Gene Profiling May Predict Breast Cancer Spread
Discovery Could Mean Fewer Women Get Unnecessary Chemotherapy
Feb. 17, 2005 -- A 76-gene "signature" has been linked with
tumors that are more likely to spread to other organs. The new finding could mean fewer women will get chemotherapy when they don't need it, researchers say. However, others say the puzzle is not yet solved.
Currently, there are no reliable tools to predict which breast cancer patients are most likely to have cancer recurrences, writes researcher Yixin Wang, PhD, with Veridex LLC in San Diego. Wang's paper appears in the latest issue of The Lancet.
Upwards of 70% of breast cancer patients whose cancer hasn't spread to lymph nodes are successfully treated with surgery and radiation therapy, Wang writes. Yet treatment guidelines for these patients recommend that 85% to 90% also get chemotherapy to help eliminate cancer cells that might be in the body. Because there is no reliable way to determine which early breast cancer (cancer that has not spread to other organs) will spread, many women at this stage of cancer will receive chemotherapy even though it may be unnecessary.
If they can more accurately identify patients with less risk of recurrence, doctors can avoid prescribing unnecessary treatment or choose less-aggressive therapies for these patients.
Wang's study involved 286 patients whose breast cancers were localized only to the breast (lymph node-negative). None of the patients got chemotherapy after surgery. All the women's tumors were given genetic testing.
The women were followed for an average of eight years. During that time one-third of the women developed cancer recurrence.
The study showed that a set of 76 genes (gene signature) could accurately predict women at high risk of recurrence.
The gene signature was highly informative in predicting which women would have a recurrence of cancer within five years. Women with the gene signature had an almost fivefold risk of developing cancer recurrence even after taking into account other factors that traditionally predict risk of recurrence, including tumor size, a woman's age, and estrogen receptor status of the tumor.
The gene signature "could provide a powerful tool to identify those patients at low risk, preventing overtreatment in substantial numbers of patients," writes Wang.

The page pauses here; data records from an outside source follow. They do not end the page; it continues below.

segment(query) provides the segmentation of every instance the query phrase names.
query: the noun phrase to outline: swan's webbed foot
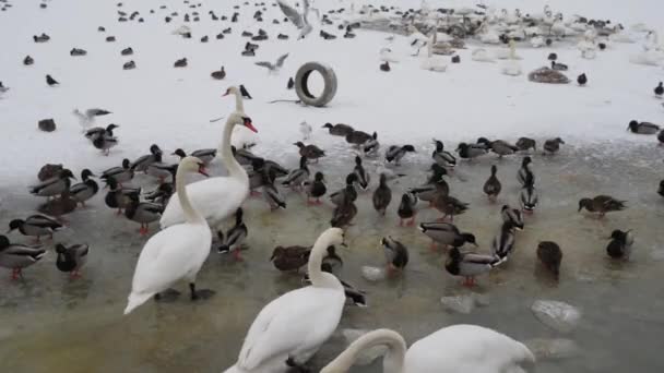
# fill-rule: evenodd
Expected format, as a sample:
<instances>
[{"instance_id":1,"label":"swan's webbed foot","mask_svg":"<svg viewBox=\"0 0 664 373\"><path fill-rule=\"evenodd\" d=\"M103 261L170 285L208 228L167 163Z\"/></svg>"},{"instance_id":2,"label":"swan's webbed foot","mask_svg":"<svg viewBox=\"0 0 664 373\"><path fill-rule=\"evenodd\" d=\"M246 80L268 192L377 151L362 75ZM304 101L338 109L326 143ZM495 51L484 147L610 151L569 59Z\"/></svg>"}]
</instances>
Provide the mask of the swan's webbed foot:
<instances>
[{"instance_id":1,"label":"swan's webbed foot","mask_svg":"<svg viewBox=\"0 0 664 373\"><path fill-rule=\"evenodd\" d=\"M171 303L175 302L178 297L180 297L180 292L175 289L166 289L162 292L157 292L154 294L154 300L157 302Z\"/></svg>"}]
</instances>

Wang's finding "is not by itself sufficient" in identifying which women might get breast cancer recurrences, writes Tor-Kristian Jenssen, a tumor biologist with PubGene AS in Vinderen, Norway, in an accompanying commentary.
Several large studies have identified signature gene patterns to predict whether a patient's breast cancer will spread or not. However, each group of researchers came up with vastly different gene patterns.
"We are left with obvious questions of which to trust and why they differ," writes Jenssen. "The signature is there, but it is still necessary to read the fine print."